Ditto – and granted, this is only in retrospect – the fact that this film is called ‘Inferno’ while ‘Suspiria’ and ‘Mother of Tears’ explicitly reference which Mother they’re about, whereas he titled his next film ‘Tenebrae’ when it was a return to his earlier giallo aesthetic and doing to do with the Three Mothers.

But I digress. Let’s get back to Rose. Having purchased Varelli’s book from an antique shop owned by Kazanian (Sacha Pitoeff), an ill-tempered cripple, Rose becomes convinced she’s living in Mater Tenebrarum’s house and sets out to find the three keys that prove it. She sends an esoteric letter to her brother Mark (Leigh McCluskey), who is studying music in Italy, then goes poking around in the basement where she discovers a hidden, flooded room. Rose’s subaquatic misadventure to recover a set of dropped keys is the first of several beautiful, baroque and bonkers sequences, stitched together with even less attempt at linearity than in ‘Suspiria’. As a result, Rose brings herself to the attention of Mater Tenebrarum’s acolytes whose efforts to retrieve the book become increasingly violent.

Next up, there’s an extended sequence in Rome where Mark receives the letter, encounters Mater Lachrymarum and generally behaves like he’s in a daze. This characterisation lasts the whole movie. The letter ends up in the hands of Mark’s girlfriend Sara (Eleonora Giorgi), who reads it and is so disturbed by its contents that she undertakes some amateur sleuthing. The shifting of focus from Rose to Sara as protagonist is effective and recalls the amateur sleuthing of the luckless Sara (Stefania Casini) in ‘Suspiria’. However, the Sara of ‘Inferno’ proves as expendable as her ‘Suspiria’ namesake and suddenly we have Mark as protagonist as the film leaps back to New York.


And here the film’s one big flaw – more so than its sacrifice of a Goblin score for the close-but-no-cigar Goblin imitation of Keith Emerson (though kudos to him for one truly brilliant moment that turns Verdi’s ‘Va pensiero’ into speed metal); more so than its jarring recasting of Alida Valli playing a totally different non-Mother-affiliated character but adopting exactly the same mannerisms of her ‘Suspiria’ performance; and more so than the stupendously silly last scene – is revealed as a combination of the script’s inability to do anything interesting with Mark and McCloskey’s acting style, which makes the hypnotized cast of Herzog’s ‘Heart of Glass’ look like the kids from ‘Fame’ on crack cocaine and far too many fizzy drinks.

Nor does ‘Inferno’ have quite the same freaky yet cohesive dream logic of ‘Suspiria’. While the earlier film revels in bizarre concepts (a room-between-rooms packed full of razor wire, for example) it uses them. One of the biggest set pieces in ‘Inferno’ has Mark pry up floorboards in Rose’s apartment and smash through concrete (in a manner reminiscent of Marc Daly finding the walled up room with the corpse in ‘Deep Red’) to discover a secret mezzanine level built at half scale, only to utilize it as a shortcut.
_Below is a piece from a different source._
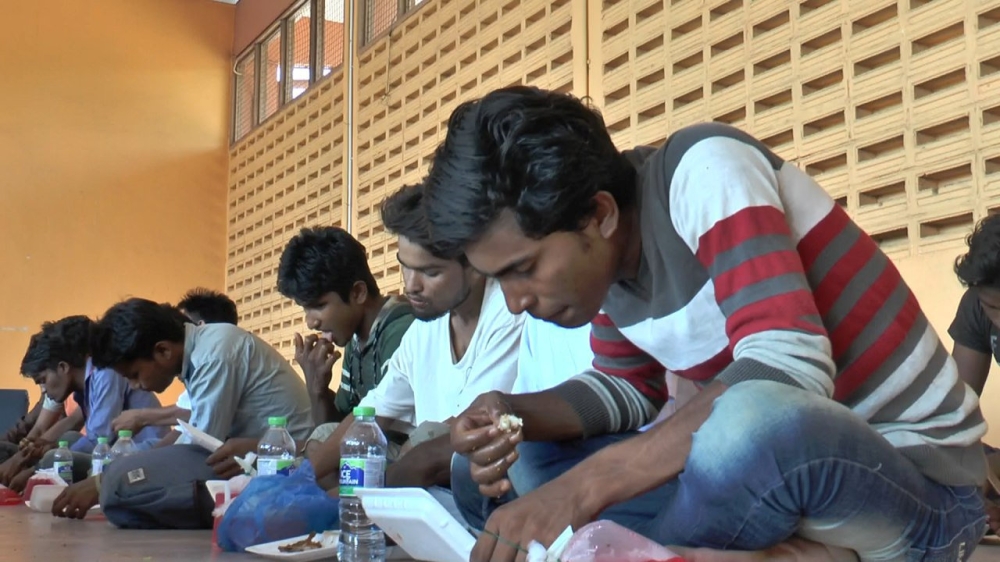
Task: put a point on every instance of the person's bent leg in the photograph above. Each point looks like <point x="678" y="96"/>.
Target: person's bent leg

It’s a moment laden with promises of revelations, of secrets about to come to the fore, but without payoff.


What ‘Inferno’ does have is a cluster of unforgettably surreal and creepy scenes: the aforementioned flooded room, a library that seems to be built over an alchemist’s laboratory, a murder in a Rome apartment scored to Verdi, and a truly Hadean vision of Central Park. It’s not quite as suffused in primary colours as ‘Suspiria’, but there’s an off-kilter vibrancy to it – the kind of three-strip Technicolor nightmare that could only have been made by Dario Argento.